Taşıt garantili, yolcu garantili, hasta garantili boğaz tüp geçiş, köprü, hava meydanı, hastane gibi “Yap- İşlet- Devret...” modeli projelerin tutarı 150-160 milyar dolar oldu. Önümüzdeki 30-35 yıl içinde bu 160 milyar doları halk ödeyecek. Özel hukuk sözleşmeleri ile yapılan, çok pahalıya mâl olan ve “Türkiye’nin geleceğini de ipotek altına” alan bu projeleri üstlenen özel şirketler ve onlara finansman sağlayan dış bankalar ile projeyi hep bilinen şirketlere ihale eden bakanlıklar arasında çok sayıda aracı yer alıyor. Acaba bu aracılar hangi ilişkileri kullanıyor ve her bir projeden ne kadar pay alıyor ve kimlerle bölüşüyorlar? Bu projeleri devlet kendisi yapsaydı 160 milyar dolar yerine 50 milyar dolara mâl eder miydi?

Evet bir adam!

Dolandırıcı çıktı.

İfadesinde; “Devletin üst kademesiyle çalışıyoruz, milli projeler yürütüyoruz. Çok önemli projelerim vardı. Yakalanmasaydım projeleri başlatmak üzereydim” dedi.

Son bir not: Bir iktisatçı çıksa. “160 milyar dolarlık” projeleri devlet kendi yaptırsaydı kaça mâl ederdi? Bunu yapmadığı için aracılara ne ödeniyor? Bütün projeler 5 şirkete verildi fakat her bir projede kaç aracı var?” bulsa, açıklasa!

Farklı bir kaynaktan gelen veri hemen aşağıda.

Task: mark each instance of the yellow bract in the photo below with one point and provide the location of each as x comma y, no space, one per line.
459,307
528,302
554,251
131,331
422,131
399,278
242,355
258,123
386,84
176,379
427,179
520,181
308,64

TARİHLE RÖPORTAJ (Unutkanlığa ilaç)



Afiş hakkını arıyor!


Aksoy Araştırma Şirketi’nin sıcağı sıcağına yaptığı anket sonuçlarına göre yurttaşların yüzde 66.7’si “128 milyar dolar nerede?” afişlerinin “Cumhurbaşkanına hakaret etmediğini”  aksine şeffaflık, açıklık, hesap verebilirlik istediğini belirtti. Hatta MHP’ye oy vermiş vatandaşların yüzde 51.8’i de “bu afişlerde hakaret yok, sorgulama var” sonucunu çıkarabilecek yönde cevap vermişler. Özetle afişler halk desteği buldu ve şimdi afiş hakkını arıyor ve şu sorulara cevap bekliyor: 1- Hangi bankaya, şirkete ya da kişiye ne miktarda ve hangi fiyattan dolar satıldı? 2- Merkez Bankası’ndan dolar alan kamu bankaları bunu aynı gün içinde hangi fiyattan kime ya da kimlere sattı? 3- Kamu bankalarının Merkez Bankası’ndan doları alış maliyetinden daha düşük fiyata sattığı kişi ya da şirketler var mıdır? İsimleri ve kimlikleri nedir?